We will publish the reading plan for the week in the bulletin. And the sermon each week will come from something in that week’s readings. So next week I will cover one of the Scriptures from week One.

In addition, we’ve set up a Facebook page for our church members that will provide links to a daily blog post, an opportunity for you guys to ask questions of our staff and Sunday school leadership, and will link to helpful articles and other resources to help you stick with this commitment. Also, each Monday we will publish a list of discussion questions for the week. You can use these as your Sunday school lesson, or in a small group, or just in your own quiet time.

And since today is January 1, you can go home and begin the reading plan now and you won’t be behind!

So, why are we doing this? Let me give you an illustration that might help you make sense of it:

If you've ever been to Paris you might have gone through the Louvre. It's the largest museum in the world. There are three hundred and eighty thousand pieces of art in the Louvre, and at any given time you can only see a less than ten percent of what's there.

There are only (only!) about 35,000 pieces that are able to be displayed at any given time.

One person has said that if you spent 30 seconds on every piece of art that is on display in the Louvre, it would take you 100 days 24 hours 7 days a week just to see every piece that's on display for 30 seconds each.

Some people look at scripture kind of like the pieces in the Louvre.
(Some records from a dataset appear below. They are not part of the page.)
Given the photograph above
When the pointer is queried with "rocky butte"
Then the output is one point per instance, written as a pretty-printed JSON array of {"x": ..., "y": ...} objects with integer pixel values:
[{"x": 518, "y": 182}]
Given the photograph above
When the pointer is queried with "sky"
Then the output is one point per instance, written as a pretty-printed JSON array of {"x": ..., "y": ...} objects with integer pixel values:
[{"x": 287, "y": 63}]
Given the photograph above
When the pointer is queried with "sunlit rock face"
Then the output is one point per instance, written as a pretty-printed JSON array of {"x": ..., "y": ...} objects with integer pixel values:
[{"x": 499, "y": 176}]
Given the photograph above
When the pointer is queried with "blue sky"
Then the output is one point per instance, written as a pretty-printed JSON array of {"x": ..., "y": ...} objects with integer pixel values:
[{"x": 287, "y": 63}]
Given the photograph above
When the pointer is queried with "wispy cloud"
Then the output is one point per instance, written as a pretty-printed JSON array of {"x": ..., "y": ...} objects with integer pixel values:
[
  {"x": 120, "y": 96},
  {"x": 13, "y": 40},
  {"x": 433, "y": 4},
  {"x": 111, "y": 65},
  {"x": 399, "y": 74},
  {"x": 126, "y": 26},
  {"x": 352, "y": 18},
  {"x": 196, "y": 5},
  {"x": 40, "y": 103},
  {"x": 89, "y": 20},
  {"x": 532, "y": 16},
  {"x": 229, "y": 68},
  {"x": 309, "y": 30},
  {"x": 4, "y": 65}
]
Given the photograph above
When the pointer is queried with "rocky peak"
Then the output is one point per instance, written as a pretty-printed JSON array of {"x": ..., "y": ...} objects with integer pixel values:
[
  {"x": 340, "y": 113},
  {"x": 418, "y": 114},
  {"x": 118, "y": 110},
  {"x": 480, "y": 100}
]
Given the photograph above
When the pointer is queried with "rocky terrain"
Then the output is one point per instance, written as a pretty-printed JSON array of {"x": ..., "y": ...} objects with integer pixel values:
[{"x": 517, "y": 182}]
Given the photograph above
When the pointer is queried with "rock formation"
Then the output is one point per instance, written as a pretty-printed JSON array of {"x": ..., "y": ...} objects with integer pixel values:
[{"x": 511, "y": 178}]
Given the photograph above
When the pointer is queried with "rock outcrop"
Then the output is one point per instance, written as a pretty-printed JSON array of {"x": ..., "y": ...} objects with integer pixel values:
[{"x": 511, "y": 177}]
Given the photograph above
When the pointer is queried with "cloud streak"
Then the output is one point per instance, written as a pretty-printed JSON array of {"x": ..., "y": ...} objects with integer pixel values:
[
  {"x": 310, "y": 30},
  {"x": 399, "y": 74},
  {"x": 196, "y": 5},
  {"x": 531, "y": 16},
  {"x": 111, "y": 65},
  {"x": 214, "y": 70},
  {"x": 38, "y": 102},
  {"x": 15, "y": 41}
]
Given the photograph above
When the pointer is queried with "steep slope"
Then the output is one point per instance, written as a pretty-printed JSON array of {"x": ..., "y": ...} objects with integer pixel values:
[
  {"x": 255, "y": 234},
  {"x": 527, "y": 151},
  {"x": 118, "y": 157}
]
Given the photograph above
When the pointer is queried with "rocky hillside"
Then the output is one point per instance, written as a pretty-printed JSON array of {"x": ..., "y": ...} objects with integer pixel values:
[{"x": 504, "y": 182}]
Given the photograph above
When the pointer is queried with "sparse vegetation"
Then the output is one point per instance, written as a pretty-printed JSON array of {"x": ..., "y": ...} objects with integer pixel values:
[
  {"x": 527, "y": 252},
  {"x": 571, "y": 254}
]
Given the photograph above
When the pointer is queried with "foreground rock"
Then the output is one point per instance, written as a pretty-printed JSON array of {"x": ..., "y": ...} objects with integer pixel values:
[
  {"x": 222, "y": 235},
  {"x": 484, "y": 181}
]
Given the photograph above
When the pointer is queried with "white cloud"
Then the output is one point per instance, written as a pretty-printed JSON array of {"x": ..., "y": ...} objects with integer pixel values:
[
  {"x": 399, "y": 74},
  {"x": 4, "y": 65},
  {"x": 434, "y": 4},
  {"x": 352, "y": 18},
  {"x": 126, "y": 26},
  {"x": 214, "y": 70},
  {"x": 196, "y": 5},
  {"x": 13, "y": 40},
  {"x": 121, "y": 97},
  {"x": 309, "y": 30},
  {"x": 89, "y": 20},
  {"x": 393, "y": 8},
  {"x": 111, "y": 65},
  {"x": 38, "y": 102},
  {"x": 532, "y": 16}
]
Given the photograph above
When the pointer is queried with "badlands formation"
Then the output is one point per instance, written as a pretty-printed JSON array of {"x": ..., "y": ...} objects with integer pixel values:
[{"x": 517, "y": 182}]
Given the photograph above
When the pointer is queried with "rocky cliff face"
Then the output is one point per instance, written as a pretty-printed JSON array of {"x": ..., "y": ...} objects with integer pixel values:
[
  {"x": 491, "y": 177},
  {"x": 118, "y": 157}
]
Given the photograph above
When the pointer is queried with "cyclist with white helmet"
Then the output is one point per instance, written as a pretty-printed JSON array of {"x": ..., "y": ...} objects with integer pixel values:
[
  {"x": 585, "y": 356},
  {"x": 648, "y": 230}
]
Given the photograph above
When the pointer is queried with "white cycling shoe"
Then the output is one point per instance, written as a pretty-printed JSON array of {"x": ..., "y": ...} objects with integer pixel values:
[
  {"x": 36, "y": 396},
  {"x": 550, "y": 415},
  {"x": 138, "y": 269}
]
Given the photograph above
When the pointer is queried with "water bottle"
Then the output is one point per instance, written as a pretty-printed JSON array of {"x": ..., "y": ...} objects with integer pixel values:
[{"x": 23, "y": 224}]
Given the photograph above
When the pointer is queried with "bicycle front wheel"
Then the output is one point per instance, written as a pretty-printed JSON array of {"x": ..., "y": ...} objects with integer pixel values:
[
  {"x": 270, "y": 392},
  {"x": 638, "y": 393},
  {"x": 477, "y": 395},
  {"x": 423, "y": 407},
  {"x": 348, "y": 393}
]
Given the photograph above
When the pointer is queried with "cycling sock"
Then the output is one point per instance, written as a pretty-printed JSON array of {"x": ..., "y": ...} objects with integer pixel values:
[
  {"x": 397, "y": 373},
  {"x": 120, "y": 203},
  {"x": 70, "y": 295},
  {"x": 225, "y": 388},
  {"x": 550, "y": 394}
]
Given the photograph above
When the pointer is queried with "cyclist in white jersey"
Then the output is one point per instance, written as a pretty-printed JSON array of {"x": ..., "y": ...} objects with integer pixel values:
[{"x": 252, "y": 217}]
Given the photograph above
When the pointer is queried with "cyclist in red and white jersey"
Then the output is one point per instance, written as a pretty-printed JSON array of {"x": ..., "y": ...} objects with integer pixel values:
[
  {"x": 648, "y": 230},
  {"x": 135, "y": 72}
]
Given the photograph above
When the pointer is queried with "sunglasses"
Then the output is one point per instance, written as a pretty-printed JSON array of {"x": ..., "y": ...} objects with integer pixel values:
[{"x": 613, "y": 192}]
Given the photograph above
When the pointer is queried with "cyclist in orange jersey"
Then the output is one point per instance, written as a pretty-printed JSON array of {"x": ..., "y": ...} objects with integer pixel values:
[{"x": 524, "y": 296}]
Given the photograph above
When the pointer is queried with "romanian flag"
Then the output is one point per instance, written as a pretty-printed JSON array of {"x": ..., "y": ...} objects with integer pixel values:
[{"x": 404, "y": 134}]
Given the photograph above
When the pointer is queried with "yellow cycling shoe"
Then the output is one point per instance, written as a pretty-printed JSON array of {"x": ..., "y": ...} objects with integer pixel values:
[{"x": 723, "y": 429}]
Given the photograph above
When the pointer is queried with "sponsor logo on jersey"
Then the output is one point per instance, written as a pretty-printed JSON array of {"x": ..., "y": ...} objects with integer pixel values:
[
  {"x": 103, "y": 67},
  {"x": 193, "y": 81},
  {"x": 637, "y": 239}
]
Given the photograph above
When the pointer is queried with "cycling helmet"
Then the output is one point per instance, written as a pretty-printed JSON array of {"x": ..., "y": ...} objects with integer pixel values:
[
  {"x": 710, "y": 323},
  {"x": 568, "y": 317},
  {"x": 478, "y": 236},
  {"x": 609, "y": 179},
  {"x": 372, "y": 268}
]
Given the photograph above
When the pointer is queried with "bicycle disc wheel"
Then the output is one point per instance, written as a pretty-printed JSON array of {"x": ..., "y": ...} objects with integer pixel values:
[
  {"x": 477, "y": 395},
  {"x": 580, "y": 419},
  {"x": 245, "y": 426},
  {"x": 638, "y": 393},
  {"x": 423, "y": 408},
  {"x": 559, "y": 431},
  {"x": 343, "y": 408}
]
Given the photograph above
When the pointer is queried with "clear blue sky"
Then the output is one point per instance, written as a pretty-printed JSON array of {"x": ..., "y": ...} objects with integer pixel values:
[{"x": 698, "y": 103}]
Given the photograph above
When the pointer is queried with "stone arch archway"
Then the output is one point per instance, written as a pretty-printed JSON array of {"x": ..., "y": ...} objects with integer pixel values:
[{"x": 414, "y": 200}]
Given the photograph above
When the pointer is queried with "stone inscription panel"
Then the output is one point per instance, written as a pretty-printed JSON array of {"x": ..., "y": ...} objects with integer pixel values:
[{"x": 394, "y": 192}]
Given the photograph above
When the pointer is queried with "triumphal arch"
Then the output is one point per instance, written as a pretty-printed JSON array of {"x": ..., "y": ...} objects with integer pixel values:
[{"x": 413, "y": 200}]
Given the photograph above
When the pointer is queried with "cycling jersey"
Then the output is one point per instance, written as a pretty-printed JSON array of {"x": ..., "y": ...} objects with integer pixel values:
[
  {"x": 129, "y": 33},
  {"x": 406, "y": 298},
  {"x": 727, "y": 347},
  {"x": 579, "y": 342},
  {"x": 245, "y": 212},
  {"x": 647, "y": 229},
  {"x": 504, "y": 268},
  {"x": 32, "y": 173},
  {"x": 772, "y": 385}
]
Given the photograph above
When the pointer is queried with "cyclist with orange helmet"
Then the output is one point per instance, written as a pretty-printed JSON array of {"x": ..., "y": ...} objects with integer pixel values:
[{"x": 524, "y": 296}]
They know the stories, and they know they're all great stories. They know they're all masterpieces. But they don't really see how they all fit together. When you go to the Louvre you might be in the Renaissance room, or you might be in the Egypt room or you might be in the Greek Room and you don't really see how all of the pieces fit together because honestly they don’t. While they're all works of art, they were done by different artists, over different periods of time, with different styles, and they are telling different stories.

On the other hand, some of you have been to Italy. That one's on my bucket list too. In Italy there is a chapel called the Sistine Chapel, and from 1508 to 15 12 one artist named Michelangelo painted the ceiling of the Sistine Chapel.

When you look at the ceiling of the Sistine Chapel, in the very center you see the Creation of Adam. But if you look just below that, you see what God created on on the sixth day. And if you look just above that you see the creation of Eve. In fact if you study the pictures on the roof of the Sistine Chapel, you'll see how every picture is all telling the same story. It's all painted by one artist, with one brush, telling one story.

What I hope will happen as we go through this next year is that all of you will come to understand is that the Bible is one story. It's not like the Louvre, with a lot of different pictures by a lot of different artists that don't all tell the same story . It's one picture by one artist telling one story. And that one story is about how God desires a relationship with human beings.

It's about how we who have fallen, who are far from God, who were born in sin, can find our way back to God. And most importantly, the Bible is about Jesus. Our Baptist Faith and Message says that “All Scripture is a testimony to Christ, who is Himself the focus of divine revelation.” So even when we are in the Old Testament, as we will be for the first nine months of the year, we are still going to find the character of Christ and the revelation of Christ and the anticipation of Christ in every single page.